When browsing through some books at a sale in Lancaster last year, it was the dust jacket that caught my eye when I came upon this copy of 1945's The World, the Flesh and Father Smith, by Bruce Marshall.1 It's a well-reviewed and well-regarded novel — described as a slightly comic and poignant tale of a Catholic priest, spanning the first half of the 20th century in a small town in Scotland — but not really my cup of tea, reading-wise.
However, I love the dust jacket illustration, even with its chips and tears and ragged edges. It's the work of Ilonka Karasz (1896-1981), a Hungarian-born artist who immigrated to the United States in 1913 and created an amazing artistic legacy for herself.

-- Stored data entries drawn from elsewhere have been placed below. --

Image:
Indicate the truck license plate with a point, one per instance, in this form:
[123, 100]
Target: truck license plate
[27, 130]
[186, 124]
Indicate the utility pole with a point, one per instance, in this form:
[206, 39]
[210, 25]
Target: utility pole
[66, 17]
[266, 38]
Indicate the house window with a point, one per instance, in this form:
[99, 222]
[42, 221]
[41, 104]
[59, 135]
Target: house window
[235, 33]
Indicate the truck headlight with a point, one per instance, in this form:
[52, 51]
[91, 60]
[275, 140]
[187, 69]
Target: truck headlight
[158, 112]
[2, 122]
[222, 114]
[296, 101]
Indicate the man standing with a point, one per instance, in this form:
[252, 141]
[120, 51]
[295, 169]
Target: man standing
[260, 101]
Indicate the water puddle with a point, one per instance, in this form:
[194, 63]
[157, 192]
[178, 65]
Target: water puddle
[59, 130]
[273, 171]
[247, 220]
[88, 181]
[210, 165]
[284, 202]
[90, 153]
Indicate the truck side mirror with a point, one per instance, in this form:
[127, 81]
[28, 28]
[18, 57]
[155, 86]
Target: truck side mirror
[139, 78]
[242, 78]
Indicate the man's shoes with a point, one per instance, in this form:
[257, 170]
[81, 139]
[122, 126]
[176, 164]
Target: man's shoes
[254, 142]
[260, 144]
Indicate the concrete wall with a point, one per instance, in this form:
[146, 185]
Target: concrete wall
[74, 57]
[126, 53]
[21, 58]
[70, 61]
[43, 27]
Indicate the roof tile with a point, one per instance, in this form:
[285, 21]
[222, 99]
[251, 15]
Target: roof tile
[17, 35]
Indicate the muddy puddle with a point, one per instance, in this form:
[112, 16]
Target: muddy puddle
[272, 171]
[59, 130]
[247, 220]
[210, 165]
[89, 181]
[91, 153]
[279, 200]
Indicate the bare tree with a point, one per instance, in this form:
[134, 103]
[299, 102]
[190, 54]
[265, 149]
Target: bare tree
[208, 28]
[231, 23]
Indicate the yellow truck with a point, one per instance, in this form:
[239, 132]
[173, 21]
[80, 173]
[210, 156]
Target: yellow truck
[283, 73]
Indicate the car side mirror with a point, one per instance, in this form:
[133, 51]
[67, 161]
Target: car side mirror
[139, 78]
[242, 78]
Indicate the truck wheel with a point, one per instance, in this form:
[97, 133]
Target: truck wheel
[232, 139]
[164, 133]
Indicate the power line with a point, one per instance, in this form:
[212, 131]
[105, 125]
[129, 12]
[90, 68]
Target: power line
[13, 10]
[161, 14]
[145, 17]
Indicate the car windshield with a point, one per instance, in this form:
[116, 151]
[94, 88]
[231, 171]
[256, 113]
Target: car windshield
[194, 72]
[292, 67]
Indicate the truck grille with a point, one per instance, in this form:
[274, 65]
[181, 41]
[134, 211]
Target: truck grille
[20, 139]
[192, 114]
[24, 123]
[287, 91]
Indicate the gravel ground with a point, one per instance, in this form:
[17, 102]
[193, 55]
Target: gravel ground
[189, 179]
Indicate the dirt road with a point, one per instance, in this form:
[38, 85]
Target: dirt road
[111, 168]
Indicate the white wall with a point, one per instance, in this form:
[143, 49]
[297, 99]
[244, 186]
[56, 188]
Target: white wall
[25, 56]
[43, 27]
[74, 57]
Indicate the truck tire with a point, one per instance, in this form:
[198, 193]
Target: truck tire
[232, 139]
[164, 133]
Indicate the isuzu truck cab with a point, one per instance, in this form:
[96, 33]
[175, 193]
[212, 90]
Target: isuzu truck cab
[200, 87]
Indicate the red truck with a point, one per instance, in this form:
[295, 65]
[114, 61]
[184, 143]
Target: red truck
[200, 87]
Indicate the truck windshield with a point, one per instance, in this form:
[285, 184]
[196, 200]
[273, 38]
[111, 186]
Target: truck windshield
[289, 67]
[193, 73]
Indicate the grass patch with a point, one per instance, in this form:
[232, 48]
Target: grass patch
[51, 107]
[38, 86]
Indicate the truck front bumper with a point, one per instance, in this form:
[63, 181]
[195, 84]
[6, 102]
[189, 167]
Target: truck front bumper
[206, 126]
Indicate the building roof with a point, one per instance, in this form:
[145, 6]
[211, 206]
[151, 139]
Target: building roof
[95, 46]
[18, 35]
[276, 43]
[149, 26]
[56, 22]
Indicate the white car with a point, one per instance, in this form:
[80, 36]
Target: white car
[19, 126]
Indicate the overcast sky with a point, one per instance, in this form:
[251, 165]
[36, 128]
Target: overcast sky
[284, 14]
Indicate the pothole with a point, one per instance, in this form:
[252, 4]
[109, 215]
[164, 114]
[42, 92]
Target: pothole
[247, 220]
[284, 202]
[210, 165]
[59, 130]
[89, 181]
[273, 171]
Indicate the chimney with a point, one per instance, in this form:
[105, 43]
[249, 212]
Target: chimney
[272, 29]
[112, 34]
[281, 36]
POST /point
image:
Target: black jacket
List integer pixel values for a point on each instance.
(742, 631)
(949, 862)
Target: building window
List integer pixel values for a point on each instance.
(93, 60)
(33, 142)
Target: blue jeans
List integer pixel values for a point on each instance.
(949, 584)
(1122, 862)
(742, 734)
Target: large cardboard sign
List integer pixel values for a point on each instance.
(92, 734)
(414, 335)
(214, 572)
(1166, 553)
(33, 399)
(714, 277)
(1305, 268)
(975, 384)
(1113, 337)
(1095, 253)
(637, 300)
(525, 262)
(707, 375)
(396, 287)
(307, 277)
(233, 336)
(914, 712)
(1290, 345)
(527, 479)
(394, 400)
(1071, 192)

Here are some facts about her, from Wikipedia and her obituary in The New York Times:
- In 1914, Karasz, who was only about 18 at the time, co-founded the European-American artists' collective Society of Modern Art. For a few years in her late teens, she also taught textile design at the Modern Art School.
- From the 1910s to the 1960s, her designs — inspired equally by folk art and modern art — found their way into textiles, wallpaper, rugs, ceramics, furniture, silverware and toys. She also illustrated children's books, including The Twelve Days of Christmas.
- Karasz's textile work came for companies including Mallinson, Schumacher, Lesher-Whitman, DuPont-Rayon, Susquehanna Silk Mills, Standard Textile, and Belding Brothers. She was known as a pioneer of modern textile designs requiring the use of the Jacquard loom and became one of the few women to design textiles for airplanes and cars.
- She began painting covers for The New Yorker in 1924 and continued up to 1973, creating a total of 186 covers. Most featured lively vignettes of daily life viewed from above and drawn using unusual color combinations.
I think the description of her covers for The New Yorker would also apply to her work on The World, the Flesh and Father Smith, though the latter is more subdued. You can check out some of Karasz's amazing (trust me) covers for The New Yorker, plus her other work, at the blog Fishink.2 For more about Karasz, you should also see this terrific 2010 post on a blog titled We Too Were Children, Mr. Barrie.
1. From the back-cover blurb: "Bruce Marshall is a dark, smiling man..."
2. Art prints of The New Yorker covers are available from Condé Nast.